Jul-09-10  wals: after 31...f6.

Analysis by Rybka 3 1-cpu: 3071mb hash: depth 18 : time 1 hour and way from being complete with this engine.

1. (0.32): 32.Rxd6 Rxd6[] 33.Rxd6[] Nxd6 34.gxf6+[] Rxf6 35.Bxe5[] Nxe4 36.Qxe4 Qxb3+[] 37.Ka1 Qe6 38.Nxb4 Kg8 39.Qg2+ Rg6 40.Qa8+ Kf7 41.Qb7+ Kf8 42.Qb8+ Qe8 43.Bd6+ Kf7 44.Qb7+ Kg8 45.Qd5+ Qf7 46.Qa8+ Kg7 47.Be5+

2. = (0.00): 32.Rc1 fxg5 33.Qd3 Ra6 34.Rc2[]

3. = (-0.11): 32.gxf6+ Rxf6[]

4. = (-0.11): 32.R5d3 Kg8

5. = (-0.13): 32.R1d2 fxg5

Jul-10-10  jheiner: <YouRang: Are you sure about the <[Kc1 draws by perpetual]> part?>

Sorry I wasn't clear there. What I meant is that Qa2+ Kc1 Qa1+ Kc2 Qa2+ is a draw by repetition if White does not want to take the Kd3 line.

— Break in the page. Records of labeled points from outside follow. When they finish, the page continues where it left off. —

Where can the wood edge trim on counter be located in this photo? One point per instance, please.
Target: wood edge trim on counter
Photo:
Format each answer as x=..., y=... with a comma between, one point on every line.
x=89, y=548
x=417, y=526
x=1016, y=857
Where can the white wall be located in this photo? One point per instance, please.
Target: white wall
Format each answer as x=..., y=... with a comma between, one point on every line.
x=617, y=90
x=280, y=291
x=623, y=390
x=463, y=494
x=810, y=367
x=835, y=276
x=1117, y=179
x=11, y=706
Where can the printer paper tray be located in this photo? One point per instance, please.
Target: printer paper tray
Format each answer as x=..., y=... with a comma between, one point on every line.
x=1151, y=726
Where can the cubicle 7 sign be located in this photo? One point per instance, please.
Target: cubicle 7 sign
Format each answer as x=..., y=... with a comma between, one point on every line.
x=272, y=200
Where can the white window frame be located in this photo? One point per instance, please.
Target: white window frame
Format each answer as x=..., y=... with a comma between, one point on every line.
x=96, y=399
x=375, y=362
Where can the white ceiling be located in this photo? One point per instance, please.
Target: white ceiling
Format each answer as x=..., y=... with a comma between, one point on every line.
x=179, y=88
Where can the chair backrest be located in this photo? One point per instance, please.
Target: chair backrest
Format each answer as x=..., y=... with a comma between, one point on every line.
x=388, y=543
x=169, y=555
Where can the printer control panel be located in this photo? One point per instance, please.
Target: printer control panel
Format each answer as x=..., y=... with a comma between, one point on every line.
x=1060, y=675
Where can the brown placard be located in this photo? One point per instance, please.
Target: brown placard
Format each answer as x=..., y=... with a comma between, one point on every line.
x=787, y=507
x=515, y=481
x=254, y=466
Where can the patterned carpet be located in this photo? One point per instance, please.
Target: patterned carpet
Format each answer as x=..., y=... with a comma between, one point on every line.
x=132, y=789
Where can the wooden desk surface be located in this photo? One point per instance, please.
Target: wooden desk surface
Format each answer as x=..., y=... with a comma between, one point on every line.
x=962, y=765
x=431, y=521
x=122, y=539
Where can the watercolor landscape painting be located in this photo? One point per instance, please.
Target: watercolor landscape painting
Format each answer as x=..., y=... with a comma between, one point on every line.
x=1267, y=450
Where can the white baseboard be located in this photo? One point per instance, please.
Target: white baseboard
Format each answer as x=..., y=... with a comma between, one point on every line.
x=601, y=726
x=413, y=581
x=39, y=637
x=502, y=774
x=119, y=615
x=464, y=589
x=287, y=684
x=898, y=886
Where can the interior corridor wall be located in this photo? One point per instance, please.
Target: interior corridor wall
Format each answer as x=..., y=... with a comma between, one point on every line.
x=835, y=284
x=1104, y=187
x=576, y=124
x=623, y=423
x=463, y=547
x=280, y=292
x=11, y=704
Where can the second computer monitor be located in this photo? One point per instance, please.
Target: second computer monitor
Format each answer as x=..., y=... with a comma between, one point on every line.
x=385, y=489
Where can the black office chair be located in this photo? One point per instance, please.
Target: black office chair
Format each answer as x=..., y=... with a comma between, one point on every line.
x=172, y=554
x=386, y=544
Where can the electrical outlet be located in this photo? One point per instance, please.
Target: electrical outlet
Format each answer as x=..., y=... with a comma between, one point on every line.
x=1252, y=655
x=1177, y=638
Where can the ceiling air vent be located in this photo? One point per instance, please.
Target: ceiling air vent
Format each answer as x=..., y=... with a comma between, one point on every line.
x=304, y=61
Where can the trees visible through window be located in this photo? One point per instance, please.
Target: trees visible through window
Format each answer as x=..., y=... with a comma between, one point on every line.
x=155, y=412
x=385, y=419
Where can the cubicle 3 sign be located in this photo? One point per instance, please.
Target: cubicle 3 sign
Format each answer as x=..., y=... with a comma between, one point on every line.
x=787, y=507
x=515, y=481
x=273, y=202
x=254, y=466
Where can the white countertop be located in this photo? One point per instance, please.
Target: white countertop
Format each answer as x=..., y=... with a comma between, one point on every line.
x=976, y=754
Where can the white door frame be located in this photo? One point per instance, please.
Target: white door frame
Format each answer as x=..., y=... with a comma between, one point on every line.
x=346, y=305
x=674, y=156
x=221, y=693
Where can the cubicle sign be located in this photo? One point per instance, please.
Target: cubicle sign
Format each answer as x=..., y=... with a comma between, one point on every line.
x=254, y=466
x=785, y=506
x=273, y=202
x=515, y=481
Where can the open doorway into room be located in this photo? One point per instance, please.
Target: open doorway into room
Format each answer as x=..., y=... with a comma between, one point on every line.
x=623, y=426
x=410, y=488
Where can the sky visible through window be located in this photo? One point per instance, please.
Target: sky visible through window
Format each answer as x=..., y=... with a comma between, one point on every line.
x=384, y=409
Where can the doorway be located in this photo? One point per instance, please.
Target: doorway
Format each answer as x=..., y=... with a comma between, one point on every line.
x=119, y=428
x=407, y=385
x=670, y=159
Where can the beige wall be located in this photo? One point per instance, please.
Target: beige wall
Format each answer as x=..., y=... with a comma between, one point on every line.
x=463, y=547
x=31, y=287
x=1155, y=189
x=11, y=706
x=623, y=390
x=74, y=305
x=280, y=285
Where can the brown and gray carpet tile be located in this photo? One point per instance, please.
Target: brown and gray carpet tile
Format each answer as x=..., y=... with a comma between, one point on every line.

In other words, the Kd3 is "forced" and leaves the position with Black with a B and 2P for a R. Likely one R will be traded off, leaving White with Q+B+R vs. Q+B+N+2 passed P.

At least, that's the story I told myself as I was rushing this one.

Jul-10-10
Premium Chessgames Member
  johnlspouge: Hi, <jheiner>.

Toga generally agrees with your analysis that White is winning. (Humans can improve near the end of the complete computer variation.)

[ply 22/91 time 7:43:01 value +2.39]

32.Kxc2 Qxa2+ 33.Kc1 Bc7 34.Rd7 Kg8 35.Bf2 Qa1+ 36.Kd2 Qa6

37.Bc5 Qc6 38.Rd5 Bd6 39.Bxd6 Nxd6 40.Rc1 Qb6 41.Ke2 Ne8

42.Rxe5 Ng7 43.Rd5 Re8 44.h4 Ne6 45.Qf6

Jul-10-10  YouRang: <jheiner><<YouRang: Are you sure about the <[Kc1 draws by perpetual]> part?> Sorry I wasn't clear there. What I meant is that Qa2+ Kc1 Qa1+ Kc2 Qa2+ is a draw by repetition if White does not want to take the Kd3 line.>

But after <31...Rc2 32.Kxc2 Qxa2+ 33.Kc1 Qa1+>, why not <34.Kd2>, heading for e1, solidly up the exchange? It seems that 33.Kc1 is white's best move.

Jul-11-10
Premium Chessgames Member
  patzer2: For the Friday July 10, 2010 puzzle, 31...Rc3!! sets up a surprise winning zwischenzug or in-between move after 32. Nxc3 Qxb3+!